Santana Pereira spiega che il Ps si è indebolito da quando ha vinto le elezioni, nel gennaio 2022, perdendo circa il 10% dei consensi nei sondaggi più recenti. A fare la differenza, secondo Santana Pereira, saranno due fattori: «La misura in cui una nuova leadership del Ps sarà in grado di prendere le distanze dalla squadra di Costa, cosa difficile; e la misura in cui saprà instillare nell'elettorato moderato il timore di una possibile coalizione tra il principale partito di centro destra, il Partido Social Democrata (Psd), e il partito populista di destra radicale Chega. Timore che, in qualche misura, spiega l'inaspettata maggioranza assoluta del Ps nel gennaio 2022».
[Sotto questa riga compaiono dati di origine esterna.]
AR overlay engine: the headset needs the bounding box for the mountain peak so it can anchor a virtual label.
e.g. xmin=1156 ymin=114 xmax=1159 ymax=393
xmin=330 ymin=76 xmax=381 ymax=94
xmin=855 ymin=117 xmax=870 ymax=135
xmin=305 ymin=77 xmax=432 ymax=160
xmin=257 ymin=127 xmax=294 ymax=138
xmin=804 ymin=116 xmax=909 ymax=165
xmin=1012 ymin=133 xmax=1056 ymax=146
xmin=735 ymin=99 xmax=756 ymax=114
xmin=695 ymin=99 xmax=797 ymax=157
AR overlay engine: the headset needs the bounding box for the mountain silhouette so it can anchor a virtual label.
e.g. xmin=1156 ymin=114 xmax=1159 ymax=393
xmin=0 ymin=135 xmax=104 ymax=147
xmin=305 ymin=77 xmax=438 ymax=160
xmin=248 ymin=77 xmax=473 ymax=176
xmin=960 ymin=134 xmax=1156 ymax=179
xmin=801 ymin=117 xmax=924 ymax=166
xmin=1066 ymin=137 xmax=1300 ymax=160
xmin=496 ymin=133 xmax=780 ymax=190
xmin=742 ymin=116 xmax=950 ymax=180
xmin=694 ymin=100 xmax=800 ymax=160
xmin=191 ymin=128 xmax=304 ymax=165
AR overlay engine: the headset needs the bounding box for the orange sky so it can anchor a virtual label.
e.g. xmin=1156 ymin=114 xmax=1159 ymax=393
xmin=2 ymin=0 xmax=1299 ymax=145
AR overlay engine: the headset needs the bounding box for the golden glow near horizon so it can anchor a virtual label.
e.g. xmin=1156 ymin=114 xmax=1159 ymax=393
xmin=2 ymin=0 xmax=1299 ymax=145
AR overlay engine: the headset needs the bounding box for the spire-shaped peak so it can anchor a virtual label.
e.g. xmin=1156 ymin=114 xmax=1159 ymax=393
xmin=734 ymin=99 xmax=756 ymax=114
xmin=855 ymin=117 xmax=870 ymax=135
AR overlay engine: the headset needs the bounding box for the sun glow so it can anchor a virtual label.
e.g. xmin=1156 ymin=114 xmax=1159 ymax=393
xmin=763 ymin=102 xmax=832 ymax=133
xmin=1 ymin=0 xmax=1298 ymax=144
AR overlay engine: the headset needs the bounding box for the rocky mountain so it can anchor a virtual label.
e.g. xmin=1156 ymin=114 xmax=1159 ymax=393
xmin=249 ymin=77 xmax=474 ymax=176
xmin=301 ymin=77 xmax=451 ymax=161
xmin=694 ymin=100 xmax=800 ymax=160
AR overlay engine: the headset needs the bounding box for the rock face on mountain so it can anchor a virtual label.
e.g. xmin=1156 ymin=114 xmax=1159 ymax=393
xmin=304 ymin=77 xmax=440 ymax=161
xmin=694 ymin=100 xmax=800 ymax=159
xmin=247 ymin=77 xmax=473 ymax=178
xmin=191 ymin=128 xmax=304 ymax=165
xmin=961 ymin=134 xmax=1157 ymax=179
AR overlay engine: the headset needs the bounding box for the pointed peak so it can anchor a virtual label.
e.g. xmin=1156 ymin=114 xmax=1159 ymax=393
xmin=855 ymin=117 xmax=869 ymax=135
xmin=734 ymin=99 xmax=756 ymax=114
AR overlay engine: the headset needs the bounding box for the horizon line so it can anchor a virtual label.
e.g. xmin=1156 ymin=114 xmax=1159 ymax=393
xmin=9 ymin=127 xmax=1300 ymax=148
Resta inoltre da capire chi potrebbe sostituire Costa alla guida del Ps per affrontare una campagna elettorale. Due dei nomi in ballo sono l'ex sindaco di Lisbona e attuale ministro delle Finanze Fernando Medina e il presidente del parlamento Augusto Santos Silva, ma non è scontato che siano disposti ad assumere la guida del Ps in un momento di crisi per il partito, mettendo a rischio il proprio futuro politico.

Anche perché l’eventuale campagna potrebbe assumere toni forti. «È probabile che molti partiti di opposizione, se non tutti, cercheranno di dipingere il Ps come un partito in cui la corruzione è endemica», spiega Santana Pereira. Già ora girano meme che forzano un parallelismo con il caso di José Sócrates, ex primo ministro del Ps, finito in carcere per corruzione nel 2014, quando ormai il suo incarico era terminato.

A ogni modo l’impressione è che, in caso di elezioni, sia improbabile che i due principali partiti, Ps e Psd, ottengano la maggioranza assoluta. La questione su cui si dovranno interrogare gli elettori è: chi sarebbe in grado di guidare un governo di minoranza, in coalizione o in una logica di parlamentarismo contrattuale con piccoli partiti?

È difficile azzardare una risposta. Antonio Costa Pinto sottolinea come sia difficile prevedere l’esito di un eventuale voto, tuttavia «vale la pena sottolineare che sia il Ps che il Psd, a differenza di quanto accaduto in molte democrazie europee, hanno resistito bene all'erosione del sistema partitico». Insomma il consenso per il centrosinistra portoghese rischia di essere compromesso nel breve termine, ma non nel medio. «Non è pensabile che il Ps scompaia dalla scena politica», conclude Costa Pinto.